Masashi ETO  Tomohide TANAKA  Koei SUZUKI  Mio SUZUKI  Daisuke INOUE  Koji NAKAO  

Publication
IEICE TRANSACTIONS on Information and Systems   Vol.E98-D   No.4   pp.788-795
Publication Date: 2015/04/01
Publicized: 2014/12/04
Online ISSN: 1745-1361
DOI: 10.1587/transinf.2014ICP0014
Type of Manuscript: Special Section PAPER (Special Section on Information and Communication System Security―Against Cyberattacks―)
Category: Attack Monitoring & Detection
Keyword: 
network monitoring,  cyber attack,  darknet,  honeypot,  attack detection,  

Full Text: PDF(889.4KB)>>
Buy this Article




Summary: 
A number of network monitoring sensors such as honeypot and web crawler have been launched to observe increasingly-sophisticated cyber attacks. Based on these technologies, there have been several large scale network monitoring projects launched to fight against cyber threats on the Internet. Meanwhile, these projects are facing some problems such as Difficulty of collecting wide range darknet, Burden of honeypot operation and Blacklisting problem of honeypot address.

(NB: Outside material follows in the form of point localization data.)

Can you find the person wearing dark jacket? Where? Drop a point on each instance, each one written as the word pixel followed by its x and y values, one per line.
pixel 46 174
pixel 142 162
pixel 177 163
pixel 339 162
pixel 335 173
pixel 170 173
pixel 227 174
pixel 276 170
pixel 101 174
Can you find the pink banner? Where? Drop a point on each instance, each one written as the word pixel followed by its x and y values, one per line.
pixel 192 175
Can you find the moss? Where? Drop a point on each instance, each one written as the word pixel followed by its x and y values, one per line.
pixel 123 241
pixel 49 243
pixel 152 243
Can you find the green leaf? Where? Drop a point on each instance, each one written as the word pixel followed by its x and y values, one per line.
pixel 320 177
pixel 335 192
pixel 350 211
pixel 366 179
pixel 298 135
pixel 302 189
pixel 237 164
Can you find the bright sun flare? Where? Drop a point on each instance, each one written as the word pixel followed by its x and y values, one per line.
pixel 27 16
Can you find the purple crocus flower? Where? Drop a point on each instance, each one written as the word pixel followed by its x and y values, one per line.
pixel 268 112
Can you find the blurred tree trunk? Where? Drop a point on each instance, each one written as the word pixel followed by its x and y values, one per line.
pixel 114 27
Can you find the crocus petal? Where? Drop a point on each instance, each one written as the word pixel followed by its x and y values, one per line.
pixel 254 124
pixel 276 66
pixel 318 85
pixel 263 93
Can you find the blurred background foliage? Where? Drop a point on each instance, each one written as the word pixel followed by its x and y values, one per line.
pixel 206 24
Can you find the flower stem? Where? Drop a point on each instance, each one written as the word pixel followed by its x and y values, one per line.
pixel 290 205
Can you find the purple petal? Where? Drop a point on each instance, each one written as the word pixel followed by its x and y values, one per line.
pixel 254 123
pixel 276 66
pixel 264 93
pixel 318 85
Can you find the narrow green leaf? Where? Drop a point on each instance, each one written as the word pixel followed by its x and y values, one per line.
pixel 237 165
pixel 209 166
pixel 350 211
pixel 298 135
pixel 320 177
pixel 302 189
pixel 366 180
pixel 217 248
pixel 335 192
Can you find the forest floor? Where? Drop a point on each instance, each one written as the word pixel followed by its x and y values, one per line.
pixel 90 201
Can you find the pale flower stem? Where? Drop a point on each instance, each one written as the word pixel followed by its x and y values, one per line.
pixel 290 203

In order to address these problems, this paper proposes a novel proactive cyber attack monitoring platform called GHOST sensor, which enables effective utilization of physical and logical resources such as hardware of sensors and monitoring IP addresses as well as improves the efficiency of attack information collection. The GHOST sensor dynamically allocates targeted IP addresses to appropriate sensors so that the sensors can flexibly monitor attacks according to profiles of each attacker. Through an evaluation in a experiment environment, this paper presents the efficiency of attack observation and resource utilization.